Carbon capture technology, which includes ocean fertilization, enhanced weathering and carbon capture and storage, has become a center point of the conversation around solutions to mitigate the effects of climate change. Oil companies are pushing to further research and invest in carbon-capture technology. While research has progressed the development of carbon capture technologies, it must get cheaper and more efficient to be effective.
However, climate scientists and advocates have been wary of promoting carbon capture research. They express concerns including the possibility that the technology is seen as a sort of guaranteed insurance against climate change, which may promote less climate-conscious behavior, ultimately establishing a moral hazard. A moral hazard is when an individual engages in riskier behavior because they have the safety net of insurance. Carbon capture causes moral hazard because people, corporations and politicians may not address climate change because they believe that an easy technological fix will eventually solve the problem of global warming.
In 2020, 40 billion metric tons of carbon dioxide were released into the atmosphere worldwide. This number needs to be cut to zero by 2050, according to the Intergovernmental Panel on Climate Change, to avoid the worst consequences of climate change. Politicians have so far been pressured to address climate change through regulation, improving technological efficiency and shifting from carbon-producing energy sources to renewable energy sources such as solar and wind power. However, when the IPCC modeled 116 possible scenarios for limiting warming to below 2 degrees Celsius, 101 of the scenarios relied on carbon capture technology to produce negative emissions.
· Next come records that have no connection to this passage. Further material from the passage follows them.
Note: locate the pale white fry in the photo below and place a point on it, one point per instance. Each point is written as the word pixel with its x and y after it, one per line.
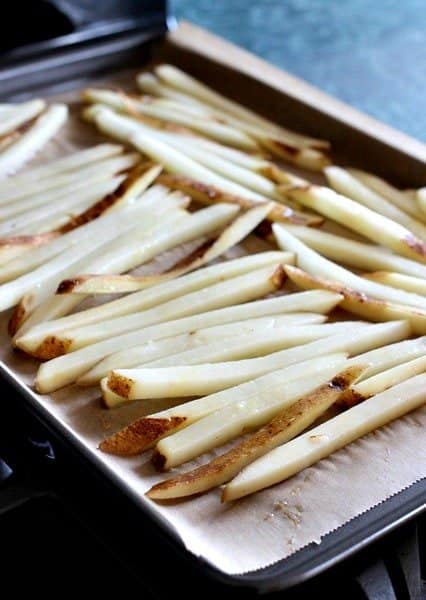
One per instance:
pixel 197 380
pixel 355 254
pixel 70 367
pixel 317 265
pixel 238 418
pixel 30 142
pixel 312 446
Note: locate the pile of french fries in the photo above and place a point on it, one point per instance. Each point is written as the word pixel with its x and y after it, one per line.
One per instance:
pixel 257 343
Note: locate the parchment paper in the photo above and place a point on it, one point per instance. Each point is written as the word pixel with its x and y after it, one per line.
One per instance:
pixel 272 524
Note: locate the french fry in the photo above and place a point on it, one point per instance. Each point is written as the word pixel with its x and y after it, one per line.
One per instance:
pixel 421 199
pixel 148 298
pixel 225 293
pixel 180 80
pixel 242 347
pixel 47 218
pixel 155 349
pixel 197 380
pixel 145 432
pixel 231 236
pixel 210 194
pixel 21 114
pixel 72 366
pixel 382 381
pixel 212 129
pixel 355 254
pixel 310 447
pixel 62 184
pixel 44 128
pixel 319 266
pixel 236 419
pixel 391 193
pixel 283 427
pixel 345 183
pixel 401 282
pixel 359 218
pixel 359 303
pixel 20 184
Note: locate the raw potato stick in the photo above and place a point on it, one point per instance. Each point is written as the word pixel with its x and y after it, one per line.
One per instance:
pixel 285 426
pixel 344 183
pixel 145 432
pixel 382 381
pixel 20 115
pixel 149 298
pixel 12 188
pixel 70 367
pixel 155 349
pixel 384 189
pixel 245 346
pixel 359 218
pixel 44 128
pixel 401 282
pixel 232 235
pixel 359 303
pixel 197 380
pixel 355 254
pixel 310 447
pixel 317 265
pixel 232 421
pixel 232 291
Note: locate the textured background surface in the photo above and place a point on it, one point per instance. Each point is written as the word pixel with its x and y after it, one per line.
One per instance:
pixel 369 53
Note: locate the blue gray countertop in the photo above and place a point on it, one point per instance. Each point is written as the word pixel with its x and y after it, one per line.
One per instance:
pixel 369 53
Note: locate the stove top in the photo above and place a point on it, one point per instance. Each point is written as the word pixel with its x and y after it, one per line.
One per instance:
pixel 58 517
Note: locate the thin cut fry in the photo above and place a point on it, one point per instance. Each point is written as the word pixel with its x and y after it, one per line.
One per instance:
pixel 359 303
pixel 361 219
pixel 45 127
pixel 285 426
pixel 319 266
pixel 402 282
pixel 310 447
pixel 345 183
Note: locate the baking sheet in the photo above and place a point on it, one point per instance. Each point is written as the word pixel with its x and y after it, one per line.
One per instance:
pixel 259 530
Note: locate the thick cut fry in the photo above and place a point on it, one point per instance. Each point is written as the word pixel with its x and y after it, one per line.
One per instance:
pixel 359 218
pixel 391 193
pixel 317 265
pixel 21 183
pixel 360 303
pixel 285 426
pixel 401 282
pixel 233 291
pixel 153 297
pixel 212 129
pixel 155 349
pixel 197 380
pixel 45 127
pixel 382 381
pixel 231 236
pixel 234 420
pixel 21 114
pixel 180 80
pixel 310 447
pixel 66 369
pixel 246 346
pixel 356 254
pixel 145 432
pixel 210 194
pixel 344 183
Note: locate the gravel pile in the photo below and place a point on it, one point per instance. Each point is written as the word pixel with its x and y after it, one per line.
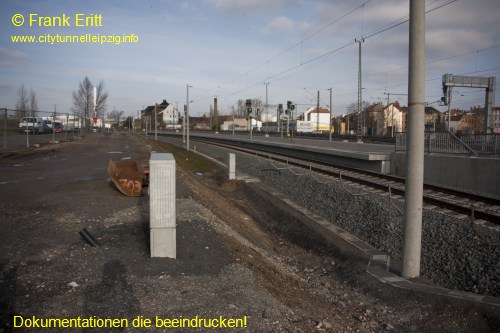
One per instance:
pixel 453 255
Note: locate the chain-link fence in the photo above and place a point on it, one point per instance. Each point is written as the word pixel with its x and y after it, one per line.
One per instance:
pixel 448 143
pixel 24 129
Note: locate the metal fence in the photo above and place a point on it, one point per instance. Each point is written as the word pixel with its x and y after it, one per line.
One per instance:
pixel 15 137
pixel 449 143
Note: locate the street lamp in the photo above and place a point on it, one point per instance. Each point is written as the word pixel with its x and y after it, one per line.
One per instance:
pixel 331 107
pixel 187 116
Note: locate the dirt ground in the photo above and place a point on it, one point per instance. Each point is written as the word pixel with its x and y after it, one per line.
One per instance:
pixel 238 258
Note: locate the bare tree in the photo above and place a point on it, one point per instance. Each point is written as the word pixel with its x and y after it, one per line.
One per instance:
pixel 26 103
pixel 83 101
pixel 241 110
pixel 33 105
pixel 353 107
pixel 22 107
pixel 116 116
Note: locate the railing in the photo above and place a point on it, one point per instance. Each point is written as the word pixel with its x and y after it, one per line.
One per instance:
pixel 449 143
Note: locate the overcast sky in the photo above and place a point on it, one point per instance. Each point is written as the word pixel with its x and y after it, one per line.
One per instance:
pixel 231 48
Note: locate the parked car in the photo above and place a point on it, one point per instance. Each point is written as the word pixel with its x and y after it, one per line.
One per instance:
pixel 29 124
pixel 57 127
pixel 49 126
pixel 35 125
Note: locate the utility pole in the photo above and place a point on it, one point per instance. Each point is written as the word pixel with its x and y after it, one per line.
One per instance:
pixel 187 117
pixel 392 115
pixel 54 123
pixel 156 126
pixel 449 108
pixel 317 114
pixel 5 128
pixel 331 107
pixel 412 241
pixel 359 134
pixel 216 115
pixel 267 111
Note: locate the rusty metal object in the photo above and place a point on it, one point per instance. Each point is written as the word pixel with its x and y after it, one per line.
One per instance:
pixel 129 176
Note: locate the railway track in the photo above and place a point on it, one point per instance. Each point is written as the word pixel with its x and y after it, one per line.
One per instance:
pixel 457 203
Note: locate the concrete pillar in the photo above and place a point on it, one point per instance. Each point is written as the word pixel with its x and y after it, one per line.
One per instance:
pixel 232 166
pixel 162 205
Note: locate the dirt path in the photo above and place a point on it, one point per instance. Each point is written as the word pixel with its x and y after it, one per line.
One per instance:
pixel 238 257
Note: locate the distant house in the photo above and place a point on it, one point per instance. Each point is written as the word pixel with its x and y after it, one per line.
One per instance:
pixel 167 116
pixel 495 120
pixel 319 118
pixel 392 120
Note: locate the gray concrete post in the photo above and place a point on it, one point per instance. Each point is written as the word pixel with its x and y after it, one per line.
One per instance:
pixel 412 242
pixel 162 205
pixel 232 166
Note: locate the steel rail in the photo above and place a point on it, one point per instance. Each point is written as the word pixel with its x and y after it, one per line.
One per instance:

According to a 2018 Carbon Engineering study, carbon capture has the potential to remove carbon dioxide from the atmosphere for less than $100 per ton, making carbon capture technology a more reliable way to mitigate global warming. It is still uncertain, however, whether negative emissions technologies will be large-scale and efficient enough to rely on in such a high-stakes crisis. Politicians and business leaders can use the possibility of carbon capture as an easy technology fix to push off policies that would promote near-term solutions such as the transition from fossil fuels to renewable energy sources.
Carbon capture researchers and advocates must continue their work while also raising awareness that carbon capture is not enough to solve global warming on its own. The public and politicians should not be off the hook for climate change just because they support carbon capture research. Carbon capture does offer the possibility of stabilizing the climate with an affordable technological fix. While it is a critical step against climate change, it should not decrease the pressure on people and corporations to shift behaviors and energy sources. Ultimately, global warming must have a multi-pronged solution that includes immediate solutions along with longer-term technological fixes.